Module secfsdstools.c_index.indexing

Indexing the downloaded to data

Expand source code
"""Indexing the downloaded to data"""
import logging
import os
from abc import ABC, abstractmethod
from datetime import datetime, timezone
from typing import List, Tuple

import pandas as pd

from secfsdstools.a_utils.constants import SUB_TXT
from secfsdstools.a_utils.fileutils import get_directories_in_directory
from secfsdstools.c_index.indexdataaccess import IndexFileProcessingState, ParquetDBIndexingAccessor

LOGGER = logging.getLogger(__name__)


class BaseReportIndexer(ABC):
    """
    Base class to index the reports.
    """
    PROCESSED_STR: str = 'processed'
    URL_PREFIX: str = 'https://www.sec.gov/Archives/edgar/data/'

    def __init__(self, accessor: ParquetDBIndexingAccessor, file_type: str):
        self.dbaccessor = accessor
        self.file_type = file_type

        # get current datetime in UTC
        utc_dt = datetime.now(timezone.utc)
        # convert UTC time to ISO 8601 format
        iso_date = utc_dt.astimezone().isoformat()
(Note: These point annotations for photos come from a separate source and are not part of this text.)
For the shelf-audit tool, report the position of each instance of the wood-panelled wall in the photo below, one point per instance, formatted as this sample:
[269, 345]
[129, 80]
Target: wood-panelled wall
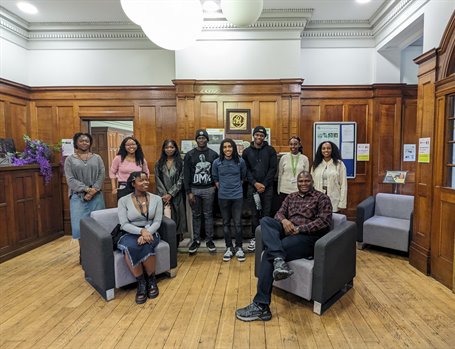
[433, 246]
[385, 115]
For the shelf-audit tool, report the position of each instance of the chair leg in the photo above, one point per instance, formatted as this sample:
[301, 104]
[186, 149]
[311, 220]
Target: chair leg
[110, 294]
[360, 245]
[172, 272]
[317, 308]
        self.process_time = iso_date

    @abstractmethod
    def get_present_files(self) -> List[str]:
        """
        returns the list with the filenames that are already present
        Returns:
            List[str]: list with the zip filenames that are already present
        """

    @abstractmethod
    def get_sub_df(self, file_name: str) -> Tuple[pd.DataFrame, str]:
        """
        loads the content of sub_txt into a dataframe and returns the dataframe and the
        fullpath to the data as a tuple.
        Args:
            file_name: name of the original zip file

        Returns:
            Tuple[pd.Dataframe, str]: DataFrame with the content in the sub_txt file, file path

        """

    def _calculate_not_indexed(self) -> List[str]:
        present_files = self.get_present_files()
        processed_indexfiles_df = self.dbaccessor.read_all_indexfileprocessing_df()

        indexed_df = processed_indexfiles_df[processed_indexfiles_df.status == self.PROCESSED_STR]
        indexed_files = indexed_df.fileName.to_list()

        not_indexed = set(present_files) - set(indexed_files)
        return list(not_indexed)

    def _index_file(self, file_name: str):
        LOGGER.info("indexing file %s", file_name)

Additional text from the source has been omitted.